SECURITIES AND EXCHANGE COMMISSION

Washington, DC 20549

 

 

FORM 8-K

 

 

Current Report

Pursuant to Section 13 or 15(d)

of The Securities Exchange Act of 1934

Date of report (Date of earliest event reported): March 6, 2018

 

 

Superconductor Technologies Inc.

(Exact Name of Registrant as Specified in Charter)

 

 

 

Delaware   0-21074   77-0158076

(State or Other Jurisdiction

of Incorporation)

 

Commission

File Number

 

(IRS Employer

Identification No.)

9101 Wall Street, Suite 1300, Austin, TX   78754
(Address of Principal Executive Offices)   (Zip Code)

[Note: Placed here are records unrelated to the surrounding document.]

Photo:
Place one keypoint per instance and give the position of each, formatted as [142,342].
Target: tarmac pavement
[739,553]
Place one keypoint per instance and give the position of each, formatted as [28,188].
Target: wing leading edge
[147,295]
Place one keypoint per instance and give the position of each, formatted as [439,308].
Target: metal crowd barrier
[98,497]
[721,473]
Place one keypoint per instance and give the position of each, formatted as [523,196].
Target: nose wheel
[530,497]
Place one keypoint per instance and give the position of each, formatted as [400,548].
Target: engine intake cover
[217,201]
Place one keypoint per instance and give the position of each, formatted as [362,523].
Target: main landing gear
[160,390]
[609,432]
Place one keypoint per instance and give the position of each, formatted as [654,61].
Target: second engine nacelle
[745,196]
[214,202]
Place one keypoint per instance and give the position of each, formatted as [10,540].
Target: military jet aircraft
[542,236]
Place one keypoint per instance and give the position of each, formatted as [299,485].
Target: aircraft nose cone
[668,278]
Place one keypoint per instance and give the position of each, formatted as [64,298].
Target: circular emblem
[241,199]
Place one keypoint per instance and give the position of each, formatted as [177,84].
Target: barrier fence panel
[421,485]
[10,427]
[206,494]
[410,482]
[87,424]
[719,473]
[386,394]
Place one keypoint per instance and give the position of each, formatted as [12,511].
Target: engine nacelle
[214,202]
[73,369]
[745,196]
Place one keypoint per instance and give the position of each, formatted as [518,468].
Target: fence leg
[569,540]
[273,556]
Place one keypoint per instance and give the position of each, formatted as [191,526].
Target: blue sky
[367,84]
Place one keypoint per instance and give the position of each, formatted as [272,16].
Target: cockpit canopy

Registrant’s telephone number, including area code: (512) 334-8900

N/A

(Former name or former address, if changed since last report)

 

 

Check the appropriate box below if the Form 8-K filing is intended to simultaneously satisfy the filing obligation of the registrant under any of the following provisions (see General Instruction A.2. below):

 

Written communications pursuant to Rule 425 under the Securities Act (17 CFR 230.425)

 

Soliciting material pursuant to Rule 14a-12 under the Exchange Act (17 CFR 240.14a-12)

 

Pre-commencement communications pursuant to Rule 14d-2(b) under the Exchange Act (17 CFR 240.14d-2(b))

 

Pre-commencement communications pursuant to Rule 13e-4(c) under the Exchange Act (17 CFR 240.13e-4(c))

Indicate by check mark whether the registrant is an emerging growth company as defined in Rule 405 of the Securities Act of 1933 (17 CFR §230.405) or Rule 12b-2 of the Securities Exchange Act of 1934 (17 CFR §240.12b-2). Emerging growth company  ☐

If an emerging growth company, indicate by check mark if the registrant has elected not to use the extended transition period for complying with any new or revised financial accounting standards provided pursuant to Section 13(a) of the Exchange Act.  ☐

 

 

 


Item 1.01 Entry into a Material Definitive Agreement

Equity Financing

On March 7, 2018, Superconductor Technologies Inc. (the “Company”), announced the pricing of a registered offering of common stock (and common stock equivalents) with expected total gross proceeds of approximately $2 million. The closing of the registered public offering was completed on March 9, 2018. The net proceeds to the Company from the registered offering, after deducting the placement agent fees and the Company’s estimated offering expenses, is expected to be approximately $1.7 million.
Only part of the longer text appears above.